The world’s top three mining companies, BHP and Vale rely heavily on iron ore sales for the bulk of their revenue despite efforts to diversify more into other industrial raw materials, such as copper, aluminium and coal.
Brazil-based Vale is planning to lift iron ore exports 7 percent in 2018 to 390 million tonnes. In Australia, Rio Tinto and BHP, along with Fortescue Metals Group aim to add about 170 million tonnes of new capacity over the next several years.
The forecast price decline — from an average of $64.30 a tonne in 2017 — continues into 2019, when the steelmaking raw material will average only $49 a tonne, according to the Department of Industry, Innovation and Science.
“The iron ore price is expected to experience some ongoing volatility in early 2018, as the market responds to uncertainty regarding the impact of winter production restrictions on iron ore demand,” the department warned in its latest commodities outlook paper.
Iron ore currently sells for about <.IO62-CNO=MB> $75 a tonne.
The lower prices will reflect growing supply from low-cost producers and moderating demand from China as the steel industry there contracts, the department said.
China is in the process of closing ageing, high-polluting steel mills and induction furnaces to curb overcapacity in the sector.
China’s President Xi Jinping said in October that fighting pollution was one of the country’s key tasks through 2020.

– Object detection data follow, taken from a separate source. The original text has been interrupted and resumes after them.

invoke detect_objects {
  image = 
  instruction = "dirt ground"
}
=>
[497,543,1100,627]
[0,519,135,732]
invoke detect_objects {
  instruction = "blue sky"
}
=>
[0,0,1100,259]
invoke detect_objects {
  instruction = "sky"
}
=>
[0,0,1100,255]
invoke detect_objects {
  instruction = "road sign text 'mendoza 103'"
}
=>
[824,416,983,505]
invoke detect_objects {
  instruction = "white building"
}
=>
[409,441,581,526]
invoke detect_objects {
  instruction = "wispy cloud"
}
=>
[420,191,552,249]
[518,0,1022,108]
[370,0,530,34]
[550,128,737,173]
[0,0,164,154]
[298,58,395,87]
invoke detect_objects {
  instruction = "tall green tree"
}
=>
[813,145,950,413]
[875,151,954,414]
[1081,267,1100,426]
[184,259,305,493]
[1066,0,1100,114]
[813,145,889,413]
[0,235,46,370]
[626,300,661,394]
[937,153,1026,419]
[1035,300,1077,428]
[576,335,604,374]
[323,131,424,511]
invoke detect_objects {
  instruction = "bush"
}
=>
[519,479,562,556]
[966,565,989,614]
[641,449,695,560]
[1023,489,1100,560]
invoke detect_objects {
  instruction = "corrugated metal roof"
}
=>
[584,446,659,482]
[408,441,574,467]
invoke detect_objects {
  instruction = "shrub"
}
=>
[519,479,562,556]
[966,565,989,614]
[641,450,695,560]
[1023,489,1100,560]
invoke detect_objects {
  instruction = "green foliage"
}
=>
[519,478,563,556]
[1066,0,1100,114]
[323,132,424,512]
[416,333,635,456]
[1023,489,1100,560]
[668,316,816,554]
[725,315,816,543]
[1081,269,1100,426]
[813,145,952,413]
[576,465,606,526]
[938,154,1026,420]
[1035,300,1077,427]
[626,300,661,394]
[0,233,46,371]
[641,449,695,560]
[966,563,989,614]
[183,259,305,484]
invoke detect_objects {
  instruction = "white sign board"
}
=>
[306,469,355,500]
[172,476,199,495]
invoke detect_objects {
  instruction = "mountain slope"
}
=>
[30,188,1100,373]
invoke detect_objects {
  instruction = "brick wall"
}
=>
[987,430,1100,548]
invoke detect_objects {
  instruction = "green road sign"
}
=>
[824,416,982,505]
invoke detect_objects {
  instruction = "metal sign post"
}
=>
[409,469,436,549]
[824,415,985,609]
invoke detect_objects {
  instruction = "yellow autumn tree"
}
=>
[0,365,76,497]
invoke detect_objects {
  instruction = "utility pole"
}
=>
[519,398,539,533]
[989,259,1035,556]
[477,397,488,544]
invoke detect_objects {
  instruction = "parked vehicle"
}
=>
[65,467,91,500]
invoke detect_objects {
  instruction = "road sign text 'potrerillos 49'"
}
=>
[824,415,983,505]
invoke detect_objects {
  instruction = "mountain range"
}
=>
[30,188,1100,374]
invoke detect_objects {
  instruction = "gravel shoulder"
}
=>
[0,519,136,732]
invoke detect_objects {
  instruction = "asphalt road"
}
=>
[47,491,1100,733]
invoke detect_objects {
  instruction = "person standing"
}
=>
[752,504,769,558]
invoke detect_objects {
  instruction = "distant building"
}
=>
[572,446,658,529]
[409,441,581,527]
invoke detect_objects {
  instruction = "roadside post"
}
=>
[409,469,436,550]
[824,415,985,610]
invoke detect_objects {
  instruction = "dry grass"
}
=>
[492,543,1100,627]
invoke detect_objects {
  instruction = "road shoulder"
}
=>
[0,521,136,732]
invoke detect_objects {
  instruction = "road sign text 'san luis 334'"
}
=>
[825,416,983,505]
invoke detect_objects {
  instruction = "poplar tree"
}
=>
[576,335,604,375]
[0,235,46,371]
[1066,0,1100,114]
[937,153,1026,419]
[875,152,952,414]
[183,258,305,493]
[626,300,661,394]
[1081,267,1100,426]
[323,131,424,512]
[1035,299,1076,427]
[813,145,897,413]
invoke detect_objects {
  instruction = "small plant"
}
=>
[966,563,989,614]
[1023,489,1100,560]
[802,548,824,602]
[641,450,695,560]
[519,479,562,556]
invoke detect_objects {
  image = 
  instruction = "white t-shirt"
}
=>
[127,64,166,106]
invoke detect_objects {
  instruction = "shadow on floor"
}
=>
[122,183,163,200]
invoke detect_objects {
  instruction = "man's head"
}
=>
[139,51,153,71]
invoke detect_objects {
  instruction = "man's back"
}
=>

Prices for coking coal, another key steel-making ingredient, are forecast by the department to drift lower over the next eighteen months from last quarter’s benchmark price of $192 a tonne as rising supply more than offsets demand.
It also expects thermal coal prices to ease through 2018 and early 2019, with the Newcastle spot price forecast to drop 12 percent to an average $77 a tonne in 2018, and by a further 6 percent to $70 in 2019.